Besides bread and mushrooms, one of my favourite foods are Potatoes ($10) in any style: these julienned potato slivers were served cool, tossed in seaweed butter and spicy cod roe. I found the flavours of this dish reminiscent of the Mentaiko Udon at Sushi Garden, which has a slightly cheesy taste to it. The stringy potatoes ended up tasting like un-fried hashbrowns (it’s tastier than it sounds), and we felt that the roe was relatively fresh. Although this was a good dish, I don’t think it was particularly special, so I probably wouldn’t order it again.

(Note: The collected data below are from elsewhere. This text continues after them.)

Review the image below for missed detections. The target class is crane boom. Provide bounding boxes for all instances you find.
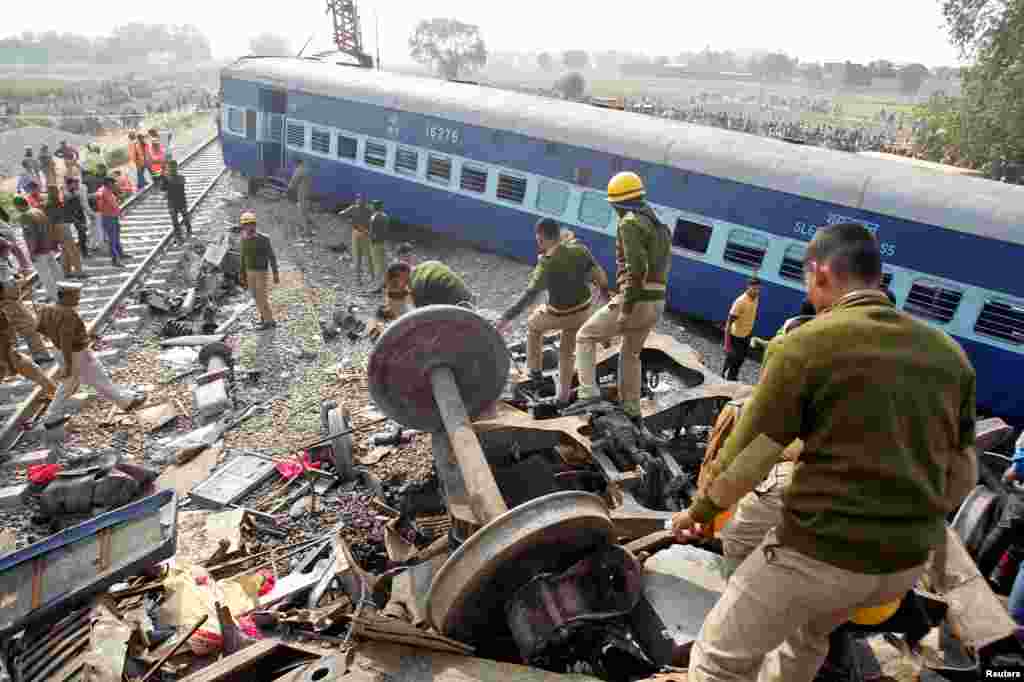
[325,0,374,67]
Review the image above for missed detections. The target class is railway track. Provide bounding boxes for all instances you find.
[0,135,227,453]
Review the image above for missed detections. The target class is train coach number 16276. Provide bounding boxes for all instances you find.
[427,126,461,144]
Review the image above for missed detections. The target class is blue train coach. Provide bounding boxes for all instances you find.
[220,56,1024,423]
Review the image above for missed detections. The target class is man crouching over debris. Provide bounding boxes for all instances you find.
[239,211,280,330]
[385,248,474,309]
[496,218,609,405]
[38,282,146,461]
[671,222,978,682]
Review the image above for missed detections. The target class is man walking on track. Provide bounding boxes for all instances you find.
[166,161,192,242]
[338,195,373,284]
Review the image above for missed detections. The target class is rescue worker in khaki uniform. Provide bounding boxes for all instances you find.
[386,257,473,309]
[0,309,54,398]
[38,282,145,461]
[45,187,85,279]
[367,201,390,294]
[496,218,609,404]
[239,212,280,330]
[574,172,671,424]
[338,195,373,284]
[287,160,314,237]
[671,223,978,682]
[0,225,52,365]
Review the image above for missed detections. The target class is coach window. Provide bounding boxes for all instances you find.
[723,229,769,270]
[905,278,963,324]
[286,122,306,149]
[975,298,1024,345]
[779,244,806,281]
[536,179,569,216]
[364,140,388,168]
[337,134,358,160]
[460,165,488,193]
[881,271,894,290]
[427,155,452,185]
[497,173,527,204]
[395,147,419,176]
[311,128,331,155]
[674,217,714,255]
[227,107,245,136]
[579,191,614,230]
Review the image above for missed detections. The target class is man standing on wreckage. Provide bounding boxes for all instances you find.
[670,222,980,682]
[36,281,146,462]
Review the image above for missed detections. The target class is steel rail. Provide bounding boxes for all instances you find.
[0,134,227,454]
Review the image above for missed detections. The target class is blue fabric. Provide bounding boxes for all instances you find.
[102,217,123,259]
[1010,561,1024,625]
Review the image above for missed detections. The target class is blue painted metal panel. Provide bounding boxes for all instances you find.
[222,77,261,109]
[221,73,1024,421]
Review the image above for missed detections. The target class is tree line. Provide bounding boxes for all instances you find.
[0,24,213,64]
[912,0,1024,173]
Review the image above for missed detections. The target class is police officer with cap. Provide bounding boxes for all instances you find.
[37,281,146,461]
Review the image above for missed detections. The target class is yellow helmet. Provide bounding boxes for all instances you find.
[607,171,645,204]
[239,212,257,225]
[851,600,901,626]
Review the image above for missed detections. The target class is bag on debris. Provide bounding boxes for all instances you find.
[158,562,260,655]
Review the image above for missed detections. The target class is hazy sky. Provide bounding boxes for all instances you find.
[24,0,963,67]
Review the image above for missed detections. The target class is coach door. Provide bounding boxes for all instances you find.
[257,88,287,178]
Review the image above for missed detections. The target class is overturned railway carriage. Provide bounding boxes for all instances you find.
[220,57,1024,422]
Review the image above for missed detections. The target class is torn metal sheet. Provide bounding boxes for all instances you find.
[0,490,178,639]
[189,452,278,508]
[629,544,729,668]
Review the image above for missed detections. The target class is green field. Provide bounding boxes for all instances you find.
[0,78,67,98]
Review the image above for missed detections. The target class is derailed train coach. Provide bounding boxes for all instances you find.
[219,56,1024,423]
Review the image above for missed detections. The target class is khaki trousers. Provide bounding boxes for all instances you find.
[370,242,387,286]
[575,297,664,416]
[2,351,55,397]
[0,297,47,354]
[247,270,274,323]
[719,461,795,570]
[352,229,372,280]
[61,236,83,276]
[688,530,925,682]
[527,304,592,400]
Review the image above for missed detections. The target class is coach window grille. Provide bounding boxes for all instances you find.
[904,279,963,324]
[286,122,305,149]
[881,272,894,290]
[778,244,806,281]
[460,165,488,193]
[497,173,527,204]
[674,217,714,255]
[723,229,768,270]
[395,147,419,175]
[265,113,283,142]
[975,299,1024,345]
[364,140,388,168]
[536,179,570,216]
[311,128,331,154]
[427,155,452,184]
[579,191,614,230]
[337,135,358,160]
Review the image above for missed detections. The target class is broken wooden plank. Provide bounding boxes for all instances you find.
[176,640,321,682]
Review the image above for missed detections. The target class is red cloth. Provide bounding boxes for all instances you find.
[257,570,276,596]
[275,454,320,480]
[28,463,63,484]
[95,186,121,217]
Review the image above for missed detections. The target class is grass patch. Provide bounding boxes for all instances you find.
[0,192,14,218]
[0,78,67,98]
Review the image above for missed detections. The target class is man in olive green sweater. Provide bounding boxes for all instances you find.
[574,172,671,422]
[671,222,978,682]
[497,218,609,403]
[239,212,280,330]
[386,256,473,309]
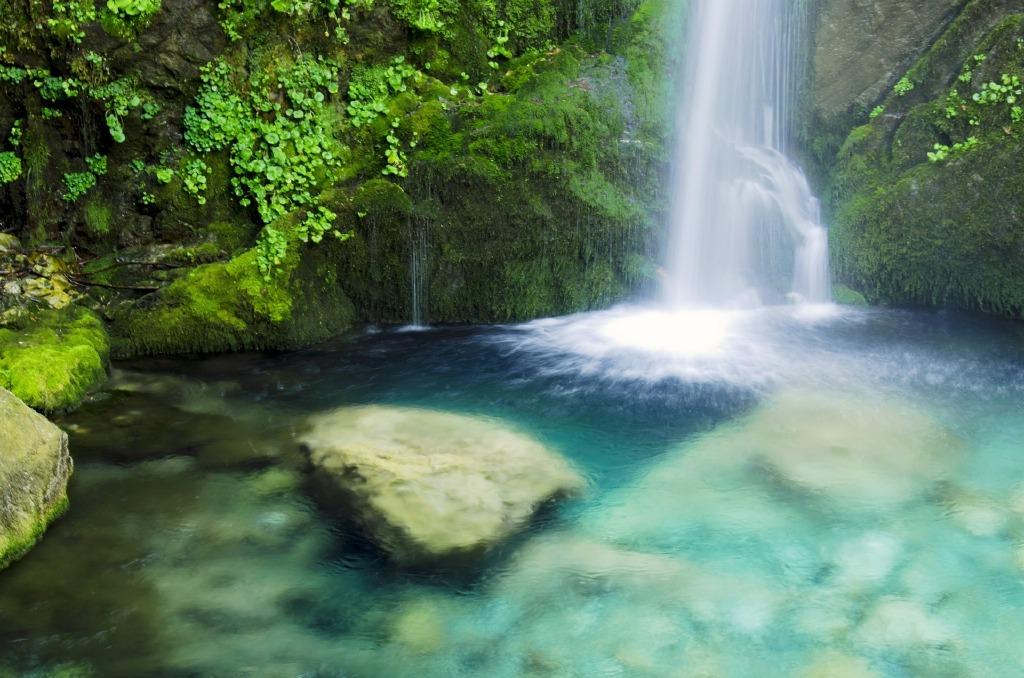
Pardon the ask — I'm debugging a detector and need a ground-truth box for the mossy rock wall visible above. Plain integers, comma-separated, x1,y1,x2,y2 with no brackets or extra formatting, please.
110,236,356,356
338,23,674,323
808,0,1024,317
802,0,964,173
2,0,677,354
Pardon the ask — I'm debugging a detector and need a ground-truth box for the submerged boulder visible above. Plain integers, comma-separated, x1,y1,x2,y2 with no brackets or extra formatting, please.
750,390,962,507
0,388,73,569
300,406,585,564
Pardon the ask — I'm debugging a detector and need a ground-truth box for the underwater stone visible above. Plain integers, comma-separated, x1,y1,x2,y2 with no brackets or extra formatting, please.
798,650,880,678
751,390,961,507
832,531,902,590
300,406,585,564
0,387,72,569
854,596,955,651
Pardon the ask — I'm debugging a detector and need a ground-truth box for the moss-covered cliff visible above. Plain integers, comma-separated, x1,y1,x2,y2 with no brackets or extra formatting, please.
807,0,1024,317
0,0,678,362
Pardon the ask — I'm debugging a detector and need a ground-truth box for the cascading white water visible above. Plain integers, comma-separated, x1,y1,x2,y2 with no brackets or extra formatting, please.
665,0,830,307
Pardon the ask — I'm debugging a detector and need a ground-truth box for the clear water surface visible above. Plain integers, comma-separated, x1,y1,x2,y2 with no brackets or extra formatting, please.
2,305,1024,677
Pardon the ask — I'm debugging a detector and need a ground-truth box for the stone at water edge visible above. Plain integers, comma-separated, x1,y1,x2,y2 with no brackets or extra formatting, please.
300,406,585,565
0,388,73,569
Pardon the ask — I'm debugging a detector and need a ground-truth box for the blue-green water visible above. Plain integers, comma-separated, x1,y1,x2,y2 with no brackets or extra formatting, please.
2,305,1024,677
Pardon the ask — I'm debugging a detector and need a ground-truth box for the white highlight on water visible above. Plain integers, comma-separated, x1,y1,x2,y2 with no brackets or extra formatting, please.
665,0,830,307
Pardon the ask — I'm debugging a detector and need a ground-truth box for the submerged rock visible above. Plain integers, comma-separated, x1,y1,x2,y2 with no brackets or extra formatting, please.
798,650,879,678
749,390,961,507
854,596,955,651
300,406,585,564
0,388,73,569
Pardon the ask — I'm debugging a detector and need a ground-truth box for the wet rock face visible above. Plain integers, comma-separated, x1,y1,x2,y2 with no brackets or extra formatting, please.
809,0,961,125
300,406,585,565
0,388,73,569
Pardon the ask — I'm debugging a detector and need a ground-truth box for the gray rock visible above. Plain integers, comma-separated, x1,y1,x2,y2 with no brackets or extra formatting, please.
809,0,961,123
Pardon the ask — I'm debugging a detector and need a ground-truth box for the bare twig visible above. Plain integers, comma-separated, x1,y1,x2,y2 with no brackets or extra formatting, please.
65,275,160,293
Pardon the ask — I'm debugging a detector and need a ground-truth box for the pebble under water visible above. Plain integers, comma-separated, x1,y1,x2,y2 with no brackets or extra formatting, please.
2,305,1024,677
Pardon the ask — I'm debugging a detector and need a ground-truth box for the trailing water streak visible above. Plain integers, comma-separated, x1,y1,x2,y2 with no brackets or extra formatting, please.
665,0,829,306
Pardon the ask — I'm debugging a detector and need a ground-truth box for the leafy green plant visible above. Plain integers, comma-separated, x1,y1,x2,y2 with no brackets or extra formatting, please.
182,159,209,204
92,76,156,143
487,20,513,70
256,225,288,277
155,166,174,184
0,152,21,184
927,136,979,163
382,118,408,177
85,154,108,175
185,56,350,277
868,105,885,120
106,0,161,17
7,120,22,147
894,76,914,96
346,57,420,127
46,0,97,43
63,171,97,202
388,0,448,32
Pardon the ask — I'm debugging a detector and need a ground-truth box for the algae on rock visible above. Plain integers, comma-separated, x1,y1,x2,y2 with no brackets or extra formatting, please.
0,388,73,570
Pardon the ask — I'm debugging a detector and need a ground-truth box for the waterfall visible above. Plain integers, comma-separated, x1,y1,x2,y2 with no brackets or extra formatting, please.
409,218,428,326
664,0,830,307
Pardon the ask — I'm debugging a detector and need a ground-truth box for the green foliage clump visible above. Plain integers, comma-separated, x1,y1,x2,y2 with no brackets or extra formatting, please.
0,153,21,184
61,154,108,202
185,56,353,278
106,0,161,18
894,76,915,96
46,0,97,43
387,0,451,32
346,57,422,127
62,171,97,202
927,136,979,163
91,76,158,143
0,307,110,412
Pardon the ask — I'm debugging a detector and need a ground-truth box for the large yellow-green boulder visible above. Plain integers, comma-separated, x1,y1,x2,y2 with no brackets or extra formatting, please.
0,387,72,569
301,406,585,564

I was excited to try our next dish, the Parisienne Gnocchi ($12), since I had never had this potato dumpling pasta before. I found the skins to be surprisingly thin, and the potato-y filling very light, which totally ran opposite to what I had in mind– not that that’s a bad thing. Garnished by thin slices of light pink radishes and sorrel (which is apparently an herb), I thought this dish was really aesthetically pleasing, reminding me of the cherry blossoms that are outside now. I don’t really know what makes this dish Parisienne– anyone care to enlighten me in the comments?
And now I present to you the final dish of the night: Scallops ($17), seared and served with rectangular blocks of fried polenta, brussel sprout leaves, caper raisins, and house-made XO sauce (for more scallopy goodness). This was an excellently prepared dish, everything having been cooked just right: the scallops were warm, and not overcooked, and the brussel sprouts were unwilted. However, the XO sauce wasn’t as flavourful as we would have liked, though the dried scallops were easily discernible– we definitely wanted a bit more of a kick. Aside from the scallops, my favourite part of the dish was the fried polenta, with its crispy outer coating masking the grainy goodness within that I was still able to pick up with my chopsticks.
Our long day ended with a very enjoyable wrap-up at PiDGiN, as the food, service and atmosphere were all superb, for a newer restaurant that may still have been figuring out some kinks, and especially in light of the protests they’ve been subject to. The plates are on the small side, but they’re meant to be that way (and you can try more), and each dish showed the exquisite care of the chefs. PiDGiN does change up its menu every so often, and I hear they’ve incorporated tasting menus into their line-up, so it would be a good idea to go soon to see what it’s like! I wholeheartedly recommend this restaurant, and will definitely be going there again in the near future.